The introduction of CBDCs by the UK’s strategic competitors could have implications for Western foreign policy.

For example, the SWIFT messaging system improves the ability of the United States to enforce sanctions.

However, there is political will in some countries, like China, to create alternatives to the existing international payment system using CBDC technology.

Lord Forsyth of Drumlean, Chairman of the House of Lords Committee on Economic Affairs, said: “The introduction of a UK central bank digital currency would have far-reaching consequences for households, businesses and the system. monetary. We found that the potential benefits of a digital book, as defined by the Bank of England, were either overestimated or achievable through less risky alternatives.

“We have gathered testimony from various witnesses and none of them have been able to give us a compelling reason why the UK needs a central bank digital currency. The concept seems to present a lot of risk for very little reward. We concluded that the idea was a solution in search of a problem.

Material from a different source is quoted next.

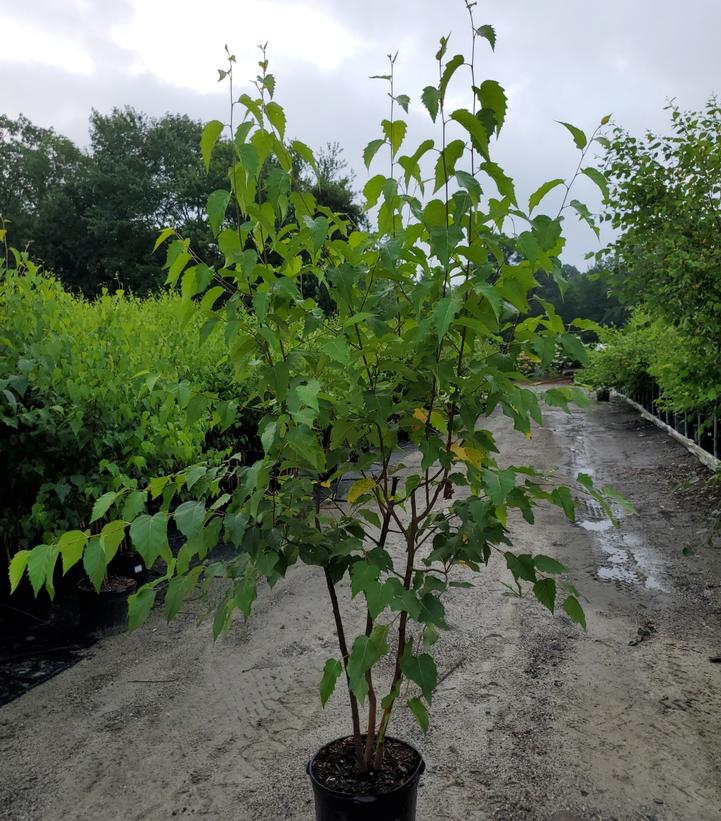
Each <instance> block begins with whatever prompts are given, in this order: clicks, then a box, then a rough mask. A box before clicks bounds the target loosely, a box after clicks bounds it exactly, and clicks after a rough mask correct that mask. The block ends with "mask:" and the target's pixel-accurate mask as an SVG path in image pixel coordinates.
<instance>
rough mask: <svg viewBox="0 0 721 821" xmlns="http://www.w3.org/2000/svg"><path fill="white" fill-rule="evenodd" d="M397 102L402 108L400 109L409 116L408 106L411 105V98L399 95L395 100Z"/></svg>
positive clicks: (402, 95)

Other key findings and recommendations of the Committee include:

  • There are two main security risks posed by a CBDC. First, individual accounts could be compromised by cybersecurity weaknesses. Second, the centralized ledger of the CBDC, which is said to be an essential part of the national infrastructure, would be the target of attacks from hostile state and non-state actors. While no design can guarantee absolute security, any CBDC system will need to be adaptable to emerging security threats and technological change, including rapidly developing quantum computing.
  • The introduction of a “wholesale” CBDC for use between financial institutions could have some advantages. While wholesale monetary system operations are already effective, a CBDC can help further improve the efficiency of securities transactions and settlement, but more exploration and experimentation is needed. The committee recommends that the Joint Working Group consult the use case of a wholesale CBDC in conjunction with its 2022 consultation on retail CBDCs.
  • The case for a digital book may change in the future, and as a result, the government and the Bank of England may make the most of it now by taking action to shape global standards that align with values ​​and beliefs. UK interests, for example with respect to privacy, security and operational standards. .

At 3 p.m. on Tuesday January 18, 2022, the Lords Economic Affairs Committee is hosting an event titled “Central Bank Digital Currencies: Plotting a Path Ahead for the UK” with the Royal United Services Financial Crime and Security Studies Center. Institute.

Find out more about this event open to all.

Disclaimer: The views and opinions expressed by the author should not be taken as financial advice. We do not give advice on financial products.